Database - Amazon DynamoDB
A choice made out of curiosity. The documentation for the .NET SDK is a little wanting. I will write a follow-up article to this detailing the use of the SDK in programming DynamoDB in .NET Core.
Logging - Serilog
I'd heard good things about Serilog - we use log4net at work. Serilog was easy to set up as a logging provider for .NET Core. My logging needs were simple and I am just logging to a file. Check out the .NET Core logging API. Also learn about structured logging.
Application Caching - Redis
Redis is an in-memory key-value store. It's is not a plain key-value store, it is actually a data structures server, supporting different kinds of values such as strings, hashes, lists, sets, sorted sets, etc. I'm using it with ASP.NET Core's built-in distributed cache implementation (IDistributedCache
). Redis is much more than a cache. Developers should add this to their toolbox. Also read up about in-app, HTTP and distributed caching.
API Authorization - Auth0
Auth0 is a service that abstracts how users authenticate to applications. We decided to go with Auth0 for authentication and authorization. The authentication will happen at the front end. In the API I use Microsoft.AspNetCore.Authentication.JwtBearer
configured with Auth0 to restrict access to my controller methods. I suggest going through JSON Web Tokens, OAuth2 Authorization Flows and OpenID Connect to get an understanding of how Auth0 works.
Documentation - Swagger (Swashbuckle)
Swagger is a framework for describing your API using a common language. The framework provides the OpenAPI Specification (formerly known as the Swagger specification) for creating RESTful API documentation formatted in JSON or YAML, a human-friendly superset of JSON. Swagger documents can be processed by various programming languages and can be checked into source control for version management during the software development cycle.

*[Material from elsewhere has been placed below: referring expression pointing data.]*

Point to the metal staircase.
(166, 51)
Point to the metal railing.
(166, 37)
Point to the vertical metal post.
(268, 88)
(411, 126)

Swagger UI is a tool that takes Swagger specification files, presents them visually and allows you to execute operations and test the API.
Swashbuckle.AspNetCore
is an open source project for generating Swagger documents for Web APIs that are built with ASP.NET Core MVC.
Packaging - Docker
I strongly believe every developer should understand the basics of container technology. I chose Docker as it is the most widely adopted containerization platform available today.
Host - AWS EC2
I wanted to simply deploy and run my Docker container on a cloud VM without using any container orchestration services / tools. This is, of course, not ideal for production environments and large applications that require scaling. Since my application is in development, I'm alright with this for now. It's also a simple way to get started with deploying Docker.
This pretty much covers the stack I have used so far. I think it is fairly easy to get started with and covers a broad set of relevant technologies today for designing and developing a RESTful (or rather, JSON over HTTP) API.
All of the development was done on Visual Studio Code.